IUP Raja Ampat: Bahlil Ungkap Fakta Mengejutkan, Terbit Era Sebelum Jokowi!

Jakarta – Menteri Energi dan Sumber Daya Mineral (ESDM), Bahlil Lahadalia, dengan tegas membantah keterlibatan rezim Presiden Joko Widodo dalam penerbitan Izin Usaha Pertambangan (IUP) di Raja Ampat, Papua Barat Daya. Bahlil menjelaskan bahwa empat IUP perusahaan serta satu perusahaan dengan Kontrak Karya yang beroperasi di wilayah tersebut diterbitkan jauh sebelum era kepemimpinan Presiden Jokowi.

“Empat IUP yang telah kami cabut itu terbit pada 2004-2006, saat undang-undang izinnya masih merupakan kewenangan pemerintah daerah,” kata Bahlil di Istana Kepresidenan, Jakarta, Selasa, 10 Juni 2025.

Lebih lanjut, Bahlil menegaskan bahwa PT Gag Nikel, salah satu perusahaan yang beroperasi di sana, telah menandatangani Kontrak Karya sejak tahun 1998, yang berarti izinnya berasal dari era Orde Baru. “Jadi, tidak ada sama sekali keterkaitan dengan (pemerintahan) Jokowi,” ucap Bahlil, menghilangkan spekulasi publik.

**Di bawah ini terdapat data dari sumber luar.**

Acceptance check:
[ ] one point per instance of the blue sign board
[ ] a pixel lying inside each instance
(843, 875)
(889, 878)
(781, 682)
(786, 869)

Pada hari yang sama, pemerintah secara resmi mencabut empat dari lima IUP di Raja Ampat. Perusahaan yang izinnya dicabut meliputi PT Anugerah Surya Pratama (ASP), PT Mulia Raymond Perkasa (MRP), PT Kawei Sejahtera Mining (KSM), dan PT Nurham. Sementara itu, PT Gag Nikel tetap diizinkan untuk melanjutkan operasinya.

Keputusan untuk tetap mengizinkan PT Gag Nikel beroperasi didasarkan pada temuan bahwa perusahaan tersebut telah menerapkan tata kelola limbah yang baik dan sesuai dengan Analisis Mengenai Dampak Lingkungan (Amdal). “Tadi kalian sudah lihat foto-fotonya itu. Alhamdulillah sesuai dengan Amdal. Sehingga, karena itu juga adalah bagian dari aset negara selama kita awasi betul. Arahan Bapak Presiden, kita harus awasi betul lingkungannya. Sampai dengan sekarang kami berpandangan tetap akan bisa berjalan,” jelas Bahlil.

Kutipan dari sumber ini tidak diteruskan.